Cinémas, salles de sport, spectacles… Tous ces secteurs se plaignent de l'entrée en vigueur du pass sanitaire, le 21 juillet, qui a eu pour conséquence de faire fuir une partie de leur clientèle. Les secteurs de la restauration, de l'hôtellerie ou encore des transports, pour lesquels le pass s'appliquera courant août, appellent l'exécutif à l'aide pour amortir le choc.

La reprise pas affectée

Le gouvernement, qui avait prévu de débrancher les aides attribuées pendant la crise sanitaire tout au long de l'été, risque donc de revoir ses plans. Déjà ce mardi, le rapport rendu par Benoît Coeuré , chargé du comité de suivi et d'évaluation des mesures de soutien aux entreprises, avait suggéré au Premier ministre de prolonger une partie des aides au-delà de l'été.

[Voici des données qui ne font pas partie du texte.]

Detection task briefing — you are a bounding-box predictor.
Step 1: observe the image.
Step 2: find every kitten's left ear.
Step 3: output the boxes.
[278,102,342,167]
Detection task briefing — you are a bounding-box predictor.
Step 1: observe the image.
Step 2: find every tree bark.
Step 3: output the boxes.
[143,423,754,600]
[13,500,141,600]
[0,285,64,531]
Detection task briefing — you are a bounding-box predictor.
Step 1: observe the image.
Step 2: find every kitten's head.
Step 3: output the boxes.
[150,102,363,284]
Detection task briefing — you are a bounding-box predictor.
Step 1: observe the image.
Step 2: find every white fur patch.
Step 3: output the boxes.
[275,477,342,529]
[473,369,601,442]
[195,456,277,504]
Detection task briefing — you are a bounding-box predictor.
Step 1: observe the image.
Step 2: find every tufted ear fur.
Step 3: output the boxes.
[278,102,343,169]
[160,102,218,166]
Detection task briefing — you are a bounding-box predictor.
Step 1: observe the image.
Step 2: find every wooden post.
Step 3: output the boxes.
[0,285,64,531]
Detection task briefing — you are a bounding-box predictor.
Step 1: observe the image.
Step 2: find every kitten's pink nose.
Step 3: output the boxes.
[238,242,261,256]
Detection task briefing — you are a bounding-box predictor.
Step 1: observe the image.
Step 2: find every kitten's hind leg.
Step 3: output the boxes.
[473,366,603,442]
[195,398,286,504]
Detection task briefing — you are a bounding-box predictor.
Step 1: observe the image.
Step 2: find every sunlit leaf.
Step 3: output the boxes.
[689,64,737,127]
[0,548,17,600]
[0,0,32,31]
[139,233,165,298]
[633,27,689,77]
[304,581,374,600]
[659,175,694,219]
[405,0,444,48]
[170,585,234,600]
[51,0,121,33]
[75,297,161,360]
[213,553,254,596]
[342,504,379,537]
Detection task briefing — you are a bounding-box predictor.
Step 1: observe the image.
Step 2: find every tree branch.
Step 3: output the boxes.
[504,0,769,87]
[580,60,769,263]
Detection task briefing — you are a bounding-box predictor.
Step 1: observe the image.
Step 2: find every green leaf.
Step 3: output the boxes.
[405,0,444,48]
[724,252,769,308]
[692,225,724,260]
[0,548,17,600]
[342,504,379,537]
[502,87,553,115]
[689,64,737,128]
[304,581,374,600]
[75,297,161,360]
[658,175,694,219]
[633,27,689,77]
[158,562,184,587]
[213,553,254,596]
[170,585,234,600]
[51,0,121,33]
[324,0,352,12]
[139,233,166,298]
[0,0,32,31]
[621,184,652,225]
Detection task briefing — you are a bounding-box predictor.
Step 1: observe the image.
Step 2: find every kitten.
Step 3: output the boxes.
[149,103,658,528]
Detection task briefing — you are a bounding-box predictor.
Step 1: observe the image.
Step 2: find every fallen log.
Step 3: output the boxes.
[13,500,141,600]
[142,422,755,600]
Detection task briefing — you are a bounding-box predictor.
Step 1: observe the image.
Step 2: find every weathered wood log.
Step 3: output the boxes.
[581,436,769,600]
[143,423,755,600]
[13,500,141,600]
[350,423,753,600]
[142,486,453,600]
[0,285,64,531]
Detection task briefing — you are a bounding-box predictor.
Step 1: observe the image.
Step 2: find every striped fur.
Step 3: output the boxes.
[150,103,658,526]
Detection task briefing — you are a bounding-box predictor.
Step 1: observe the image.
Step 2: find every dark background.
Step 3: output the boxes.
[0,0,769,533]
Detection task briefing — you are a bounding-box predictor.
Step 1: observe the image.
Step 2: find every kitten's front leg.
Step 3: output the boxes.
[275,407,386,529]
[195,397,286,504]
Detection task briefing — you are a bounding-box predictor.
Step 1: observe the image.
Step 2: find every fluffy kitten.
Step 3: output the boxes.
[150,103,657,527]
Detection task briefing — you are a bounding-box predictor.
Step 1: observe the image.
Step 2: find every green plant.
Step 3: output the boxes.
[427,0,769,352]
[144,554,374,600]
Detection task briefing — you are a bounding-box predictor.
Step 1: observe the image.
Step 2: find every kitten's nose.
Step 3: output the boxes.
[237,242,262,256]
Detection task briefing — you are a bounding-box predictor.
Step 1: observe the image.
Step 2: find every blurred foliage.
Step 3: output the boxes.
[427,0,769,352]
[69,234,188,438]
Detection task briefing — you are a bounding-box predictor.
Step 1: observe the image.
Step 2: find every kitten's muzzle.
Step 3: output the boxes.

En tout état de cause, Bruno Le Maire estime que ces nuages, liés à la nécessité de contrecarrer la progression du variant Delta sur le territoire, ne remettent pas en cause la reprise économique. « Je regarde les prévisions, comme celles du FMI, qui prévoit 5,8 % de croissance cette année, analyse le ministre. La réalité c'est que l'économie redémarre très fort, parfois même trop, au point que certains secteurs font face à des difficultés de recrutement ou des tensions sur les matières premières », a-t-il noté.